22.03.2009 - 01:00 | Son Güncellenme:
ASU MARO asu.maro@milliyet.com.tr
Başarılı bir gazeteci, programcı, bir “anchor woman” olarak tanıdığımız Banu Güven, Nardis’in Genç Caz Vokal Yarışması’nda gecenin sürprizi olarak çıktı sahneye. O hoş, buğulu alto sesiyle iki parça söyledi, gayet de beğenildi.
Üç aydır Sibel Köse’den caz dersleri alan Banu Güven’in “Bakın bende ne marifetler var” gibi bir iddiası yok asla. O sadece sevdiği bir şeye zaman ayırıyor, bu keyfini birileriyle paylaşıyor, hepsi bu.
Onu elinden tutup sahneye atıveren Önder ve Zuhal Focan’ın mekanında, Nardis’te buluştuk Güven’le. Mimar Sezer Güven ve heykeltıraş Alım Karamürsel’in oyunlarda hep Kızılderili kadın kahraman olmak isteyen, küçük yaşta müziğe gönül veren, İstanbul Erkek Lisesi’nde okurken burnunu parmaklıklara dayayıp Cumhuriyet gazetesini seyreden küçük kızının muhabirlikten NTV Ana Haber sunuculuğuna uzanan öyküsünü konuştuk...

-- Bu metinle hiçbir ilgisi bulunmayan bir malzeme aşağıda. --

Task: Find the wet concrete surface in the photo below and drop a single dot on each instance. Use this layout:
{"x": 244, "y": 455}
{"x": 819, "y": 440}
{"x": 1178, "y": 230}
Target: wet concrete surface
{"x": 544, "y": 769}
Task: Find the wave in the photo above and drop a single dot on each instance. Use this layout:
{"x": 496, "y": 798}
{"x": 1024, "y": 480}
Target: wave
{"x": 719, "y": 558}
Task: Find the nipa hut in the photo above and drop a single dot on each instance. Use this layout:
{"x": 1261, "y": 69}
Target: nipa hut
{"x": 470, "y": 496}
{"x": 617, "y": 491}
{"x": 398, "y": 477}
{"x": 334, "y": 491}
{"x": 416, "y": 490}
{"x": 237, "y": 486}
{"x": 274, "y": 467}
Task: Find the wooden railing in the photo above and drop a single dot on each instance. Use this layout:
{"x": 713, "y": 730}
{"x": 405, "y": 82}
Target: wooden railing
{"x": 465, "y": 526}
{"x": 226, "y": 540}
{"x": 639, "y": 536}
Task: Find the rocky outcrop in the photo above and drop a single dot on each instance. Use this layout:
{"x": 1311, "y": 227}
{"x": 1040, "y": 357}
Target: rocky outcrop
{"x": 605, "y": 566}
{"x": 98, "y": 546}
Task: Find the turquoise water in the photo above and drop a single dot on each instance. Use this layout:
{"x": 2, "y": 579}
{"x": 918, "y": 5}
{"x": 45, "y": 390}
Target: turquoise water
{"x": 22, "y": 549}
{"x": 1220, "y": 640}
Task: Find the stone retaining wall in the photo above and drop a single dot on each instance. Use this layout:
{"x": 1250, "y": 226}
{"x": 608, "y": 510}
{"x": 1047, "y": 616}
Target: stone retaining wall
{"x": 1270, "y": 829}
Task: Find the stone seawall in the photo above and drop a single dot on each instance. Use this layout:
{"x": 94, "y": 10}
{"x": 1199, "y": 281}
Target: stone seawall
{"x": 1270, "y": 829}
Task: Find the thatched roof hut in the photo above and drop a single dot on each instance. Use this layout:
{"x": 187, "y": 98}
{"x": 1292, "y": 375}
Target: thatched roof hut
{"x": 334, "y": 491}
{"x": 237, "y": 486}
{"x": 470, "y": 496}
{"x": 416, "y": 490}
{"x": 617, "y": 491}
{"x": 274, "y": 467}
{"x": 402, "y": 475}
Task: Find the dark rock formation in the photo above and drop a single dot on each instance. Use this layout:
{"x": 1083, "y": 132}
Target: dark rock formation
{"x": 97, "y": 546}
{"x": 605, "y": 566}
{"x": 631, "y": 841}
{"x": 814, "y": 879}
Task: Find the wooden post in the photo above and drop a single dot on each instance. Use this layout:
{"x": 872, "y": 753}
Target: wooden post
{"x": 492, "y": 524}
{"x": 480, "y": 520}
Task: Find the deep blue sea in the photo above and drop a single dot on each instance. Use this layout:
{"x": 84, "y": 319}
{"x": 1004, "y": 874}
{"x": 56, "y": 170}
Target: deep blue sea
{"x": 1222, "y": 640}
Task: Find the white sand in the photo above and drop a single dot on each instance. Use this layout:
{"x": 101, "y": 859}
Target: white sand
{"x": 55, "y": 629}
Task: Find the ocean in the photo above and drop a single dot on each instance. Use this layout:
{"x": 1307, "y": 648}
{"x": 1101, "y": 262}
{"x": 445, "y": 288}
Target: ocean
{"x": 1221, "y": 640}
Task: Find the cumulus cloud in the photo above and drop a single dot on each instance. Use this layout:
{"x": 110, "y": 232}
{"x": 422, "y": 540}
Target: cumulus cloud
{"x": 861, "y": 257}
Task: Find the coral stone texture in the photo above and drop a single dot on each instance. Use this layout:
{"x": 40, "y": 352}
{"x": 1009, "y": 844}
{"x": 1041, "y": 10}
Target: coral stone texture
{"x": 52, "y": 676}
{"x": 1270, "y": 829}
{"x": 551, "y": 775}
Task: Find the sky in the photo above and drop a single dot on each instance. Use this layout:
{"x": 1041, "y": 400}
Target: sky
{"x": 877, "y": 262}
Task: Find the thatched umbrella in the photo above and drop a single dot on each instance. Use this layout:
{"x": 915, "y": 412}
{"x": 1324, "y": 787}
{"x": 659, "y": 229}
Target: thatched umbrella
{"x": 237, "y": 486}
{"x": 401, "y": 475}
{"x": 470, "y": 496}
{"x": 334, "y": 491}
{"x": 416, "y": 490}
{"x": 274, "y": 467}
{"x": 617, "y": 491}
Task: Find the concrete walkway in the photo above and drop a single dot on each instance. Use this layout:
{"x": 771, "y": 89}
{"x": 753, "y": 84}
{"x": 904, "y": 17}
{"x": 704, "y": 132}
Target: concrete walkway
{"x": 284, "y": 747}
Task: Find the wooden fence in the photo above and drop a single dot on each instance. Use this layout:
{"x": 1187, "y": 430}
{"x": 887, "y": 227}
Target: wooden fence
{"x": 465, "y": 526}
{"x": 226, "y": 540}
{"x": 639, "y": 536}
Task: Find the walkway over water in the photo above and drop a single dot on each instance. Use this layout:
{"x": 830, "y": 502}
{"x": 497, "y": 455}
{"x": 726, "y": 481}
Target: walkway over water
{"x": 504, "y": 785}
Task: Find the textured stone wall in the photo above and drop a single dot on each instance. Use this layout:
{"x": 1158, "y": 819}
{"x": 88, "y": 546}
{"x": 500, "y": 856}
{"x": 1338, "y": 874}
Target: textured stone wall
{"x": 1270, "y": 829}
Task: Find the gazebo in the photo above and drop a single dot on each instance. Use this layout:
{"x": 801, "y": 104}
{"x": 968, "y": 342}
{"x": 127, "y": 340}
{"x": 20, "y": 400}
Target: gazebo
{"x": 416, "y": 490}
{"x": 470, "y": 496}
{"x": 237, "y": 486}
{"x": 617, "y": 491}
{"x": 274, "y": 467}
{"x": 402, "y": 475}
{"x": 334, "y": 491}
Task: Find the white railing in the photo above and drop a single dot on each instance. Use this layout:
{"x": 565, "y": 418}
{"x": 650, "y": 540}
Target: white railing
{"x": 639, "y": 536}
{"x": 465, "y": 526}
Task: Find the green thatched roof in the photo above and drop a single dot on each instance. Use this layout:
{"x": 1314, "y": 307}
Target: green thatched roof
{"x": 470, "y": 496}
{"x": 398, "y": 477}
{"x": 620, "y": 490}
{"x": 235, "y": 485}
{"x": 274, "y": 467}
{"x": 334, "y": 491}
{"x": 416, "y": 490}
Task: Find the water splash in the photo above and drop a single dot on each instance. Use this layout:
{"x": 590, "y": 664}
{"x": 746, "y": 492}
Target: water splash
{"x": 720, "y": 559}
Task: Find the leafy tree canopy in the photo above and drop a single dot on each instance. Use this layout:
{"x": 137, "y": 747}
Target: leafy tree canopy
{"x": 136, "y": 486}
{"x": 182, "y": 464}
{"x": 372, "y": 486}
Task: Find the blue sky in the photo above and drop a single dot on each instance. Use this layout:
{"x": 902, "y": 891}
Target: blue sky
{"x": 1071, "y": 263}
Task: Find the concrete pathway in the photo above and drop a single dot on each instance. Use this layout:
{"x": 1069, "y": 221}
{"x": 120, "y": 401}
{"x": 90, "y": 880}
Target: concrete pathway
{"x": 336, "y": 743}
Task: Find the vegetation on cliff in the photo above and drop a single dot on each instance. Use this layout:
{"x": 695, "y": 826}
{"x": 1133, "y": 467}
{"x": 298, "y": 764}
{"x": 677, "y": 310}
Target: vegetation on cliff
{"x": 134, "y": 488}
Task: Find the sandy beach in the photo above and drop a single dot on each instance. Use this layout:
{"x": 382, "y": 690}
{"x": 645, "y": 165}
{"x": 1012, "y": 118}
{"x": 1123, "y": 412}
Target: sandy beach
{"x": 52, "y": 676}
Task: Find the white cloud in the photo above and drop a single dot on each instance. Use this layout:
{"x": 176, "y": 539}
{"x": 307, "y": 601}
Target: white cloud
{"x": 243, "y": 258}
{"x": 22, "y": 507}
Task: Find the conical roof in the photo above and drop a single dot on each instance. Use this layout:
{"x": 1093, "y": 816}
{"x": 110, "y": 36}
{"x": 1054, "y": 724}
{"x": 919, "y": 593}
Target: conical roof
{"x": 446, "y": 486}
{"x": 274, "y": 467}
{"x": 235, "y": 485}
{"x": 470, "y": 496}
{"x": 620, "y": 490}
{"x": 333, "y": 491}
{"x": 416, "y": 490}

Sizi haber sunarken görmeye alışığız. Farklı bir şekilde çıktınız karşımıza. Nasıl başladı şarkı söylemek?
Aslında çok içimden gelen bir şey. Küçükken de dinlediğim ne varsa mırıldanmak gibi de bir huyum vardı. Gerçi ortaokul yıllarında filan evde kafa sesiyle Joan Baez söylemeye çalışarak abimin canını sıkıyordum. Biraz da gitarın tellerine vuruyordum. İlk, “Donna Donna”nın Yidişçesinin akorlarını çıkarıp onu çalıp söylemiştim.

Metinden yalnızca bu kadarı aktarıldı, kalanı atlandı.